What if we used the same process, applied it to things like fruit juices, but discarded the purified water, and kept the juice concentrate? It would still need to be pasturized, but since less heat would be involved than is used in the normal method of making a concentrate, fewer nutrients would be lost.

Also, we could make concentrates of things that would be damaged by the heat involved in the normal method of boiling to make a concentrate, for example alchoholic drinks. Ethanol molecules are too large to pass through the osmotic membrane, so only water would be removed, producing a beer concentrate which could be reconstituted by mixing with water.

goldbb, Feb 08 2009

Similar http://www.freepate...ne.com/4612196.html
[Smurfsahoy, Feb 09 2009]

ATF article strongly suggesting existing beer concentrating ability http://www.ttb.gov/rulings/94-3.htm
[Smurfsahoy, Feb 09 2009]

[link]






       If this really can be done with beer you will be rich one day. As for the rest I just don't see a big enough advantage.
zeno, Feb 09 2009
  

       Not baked as far as I know, but patented it seems.
Smurfsahoy, Feb 09 2009
  

       Beer concentrate - and plausibly. But this would decarbonate the beer. A wine concentrate, on the other hand, might really work and could be sold as a beverage itself. It would be converging on cognac, wouldn't it?
bungston, Feb 09 2009
  

       wine concentrate = port. You can buy it at any grocery store. (Called port, by the way, precisely because its concentration was designed to help transport wine more easily. But then people realized it was really tasty on it's own, anyway, so it's still an end-user product)   

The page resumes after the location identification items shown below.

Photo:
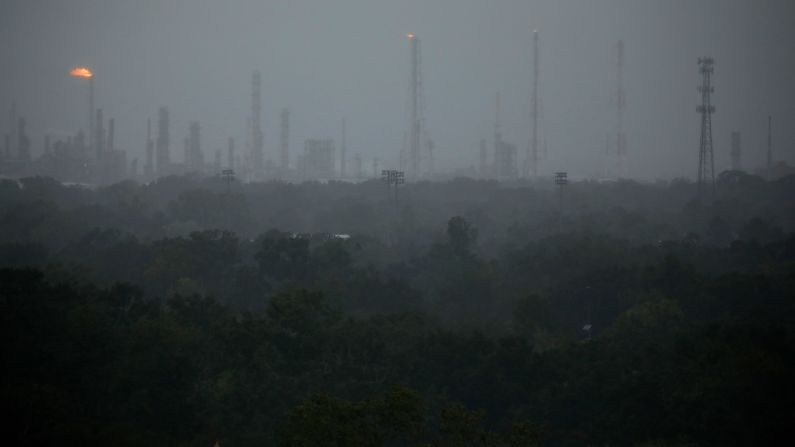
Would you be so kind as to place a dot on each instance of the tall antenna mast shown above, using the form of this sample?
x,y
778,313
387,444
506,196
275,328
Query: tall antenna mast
x,y
532,157
621,137
285,135
256,122
415,125
706,160
769,147
343,149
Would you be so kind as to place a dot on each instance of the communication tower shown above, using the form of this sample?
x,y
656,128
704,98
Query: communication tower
x,y
706,159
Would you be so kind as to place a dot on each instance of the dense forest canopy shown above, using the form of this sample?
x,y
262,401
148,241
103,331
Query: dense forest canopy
x,y
189,311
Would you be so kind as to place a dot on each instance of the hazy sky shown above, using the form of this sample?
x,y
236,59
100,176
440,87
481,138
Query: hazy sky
x,y
328,59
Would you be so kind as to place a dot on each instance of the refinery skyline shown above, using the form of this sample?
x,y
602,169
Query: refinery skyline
x,y
326,63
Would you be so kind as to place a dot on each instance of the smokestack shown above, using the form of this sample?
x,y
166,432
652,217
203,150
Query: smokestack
x,y
111,133
285,135
736,151
533,155
256,121
483,159
343,159
12,148
415,126
162,152
769,147
230,153
99,138
149,168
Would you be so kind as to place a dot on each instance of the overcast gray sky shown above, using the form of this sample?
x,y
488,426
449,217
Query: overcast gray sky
x,y
325,59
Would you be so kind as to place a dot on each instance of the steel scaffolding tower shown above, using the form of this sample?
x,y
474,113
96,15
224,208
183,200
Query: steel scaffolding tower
x,y
621,136
706,159
415,126
256,122
532,156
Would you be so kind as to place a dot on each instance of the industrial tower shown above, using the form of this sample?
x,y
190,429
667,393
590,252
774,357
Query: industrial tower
x,y
162,155
149,168
497,135
285,139
415,121
343,149
706,159
769,147
256,122
532,156
621,136
736,151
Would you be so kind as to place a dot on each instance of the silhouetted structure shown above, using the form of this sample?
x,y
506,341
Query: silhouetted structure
x,y
343,149
162,152
230,153
736,151
285,139
621,136
194,157
531,160
769,164
415,121
318,159
149,168
706,159
484,164
256,123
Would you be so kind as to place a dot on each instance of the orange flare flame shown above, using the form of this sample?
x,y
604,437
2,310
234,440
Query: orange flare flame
x,y
81,72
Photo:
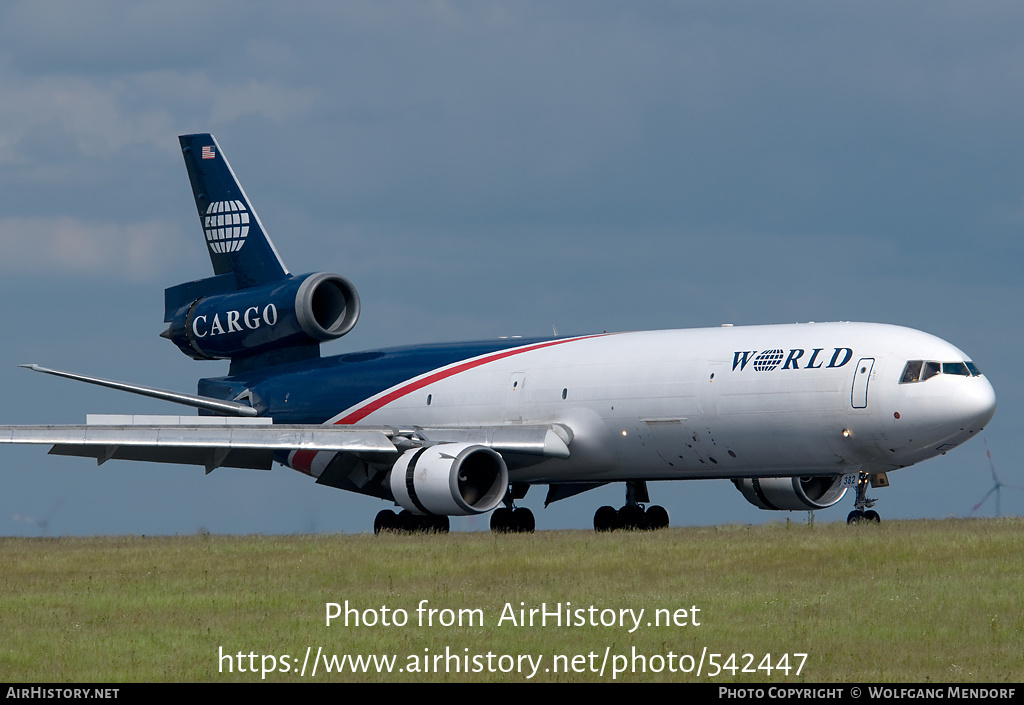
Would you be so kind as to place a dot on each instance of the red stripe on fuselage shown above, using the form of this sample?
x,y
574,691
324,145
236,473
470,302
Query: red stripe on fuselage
x,y
302,460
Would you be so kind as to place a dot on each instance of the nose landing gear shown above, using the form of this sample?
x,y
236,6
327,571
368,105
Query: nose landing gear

       As for the carbonation in beer, I would presume you could simply reconstitute it with seltzer to fix that problem. Maybe the carbonation helps keep it sanitized in storage and transit, though?
Smurfsahoy, Feb 09 2009
  

       //wine concentrate = port.// Actually, Port is made by adding wine distillate (ie, brandy) to wine, rather than by concentrating in this sense.
MaxwellBuchanan, Feb 09 2009
  

       If wine were made into a concentrate (removing only water and nothing else), instead of a distillate, it would probably have a stronger flavor.   

       Whether wine concentrate would be tasty undiluted, I don't know... but it would certainly be easier to transport.